Толпа заголосила на разные голоса, бабы заохали, закричали девки.
– Ой, горько мне! Го… – донесся залихватский выкрик неугомонного Прошки и тут же оборвался. В задних рядах вспыхнула потасовка. Хорошее дело, какая свадьба без драки? Рух мерзостно улыбнулся, рывком перегнул невестушку через руку и впился в плотно сжатые соленые губы. Марьюшка слабо затрепыхалась. Толпа огласилась азартными воплями.
– Ох, хороша молодая!
– Не девка – огонь!
– Совет да любовь!
Рух отстранился от манящего упругого тела. Всему свое время.
– Счастья!
– Совет да любовь!
– Погорлопанили и будет. Идите на хер! – Рух переступил границу тьмы с тьмой. Голоса утихали, народ повалил с горки шумной гурьбой. Ночь впереди веселая, пьяная. Заступу женили. Вдали, за Гажьей топью, ветвистые молнии рвали небесные потроха.
Бабья песня доносилась обрывками:
Отставала лебедушка,
Да отставала лебедь белая
Прочь от стада лебединого,
Приставала лебедушка,
Да приставала лебедь белая
К черну ворону…
Невеста споткнулась в кромешной темноте, крепче вцепилась в руку. Послышался удар, видимо, локтем и сдавленный писк.
– Осторожно, ступеньки, – предупредил Бучила.
– Темно, батюшка.
– Так ночь.
Невеста едва слышно всхлипнула.
– Боишься меня? – спросил Рух.
– Боюсь маненько, – призналась Марьюшка. – Раньше страсть как боялась, а потом дедушка Анисим отвару дал, я успокоилась.
«Добрый дедушка», – хмыкнул про себя Рух, чувствуя на губах вяжущий вкус конопляного масла, спорыньи [2] и мака. Опоили девку, потому и ноги еле несут. А по-другому невесты к Бучиле не ходят.
– Холодно, – пожаловалась невеста.
– Привыкай, в холоде мясо дольше хранится, будешь вечно молодой и красивой, – невесело отшутился Рух.
Марьюшка рассмеялась, словно бусы на серебряное блюдо просыпала.
– Печку бы затопить.
«Хозяйственная», – умилился Бучила. Разные у него жены были: покорные и вздорные, милые и сварливые, хохотушки и плаксы. Ни с одной не ужился. Может, вот она, та единственная? А если судьба?
В женскую половину он пропустил ее первой, сам следом вошел. Сквозняки дули из переходов и трещин, разбавляя сладковатый дух разложения. Невеста, сама того не желая, прижалась к суженому, ища тепла, но обретая стылость и тлен.

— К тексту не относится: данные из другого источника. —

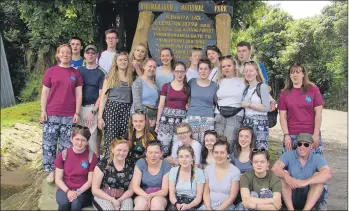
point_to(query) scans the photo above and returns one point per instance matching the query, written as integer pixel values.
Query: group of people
(178, 137)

– Где мы, батюшка? Ничего не вижу.
Рух не ответил. Не счел нужным, прекрасно зная, что с такими молоденькими и упругими делают. Беседы закончились.

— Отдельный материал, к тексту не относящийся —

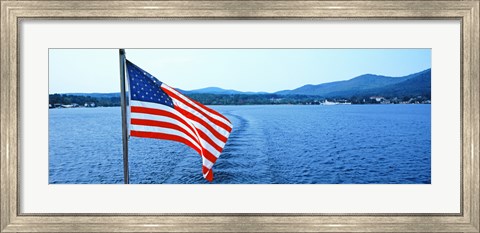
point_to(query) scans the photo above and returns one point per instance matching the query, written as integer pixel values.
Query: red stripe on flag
(209, 141)
(170, 137)
(164, 125)
(209, 176)
(209, 110)
(213, 120)
(202, 122)
(160, 112)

Он привлек невесту, ощущая прерывистое горячее дыхание, втягивая запах волос и женского пота. Руки коснулись бурно вздымающейся груди с напрягшимися сосками, скользнули ниже. Рух заворчал по-звериному, уже не сдерживая себя, и впился зубами в тонкую шейку. Марьюшка охнула и обмякла, ладошки разжались. Жила лопнула. Рот Бучилы раскрылся в лепестковую пасть, и он принялся жадно лакать горячую кровь. Вкусную, сладкую, пряную. Тепло разливалось по онемевшему мертвому телу. Жены, застывшие вдоль стен огромного зала, смотрели незрячими пустыми глазами, высушенные, заросшие паутиной и плесенью. Выпитые досуха. По одной в год. Сорок да девять, да еще одна. Полста жен упыря Руха Бучилы.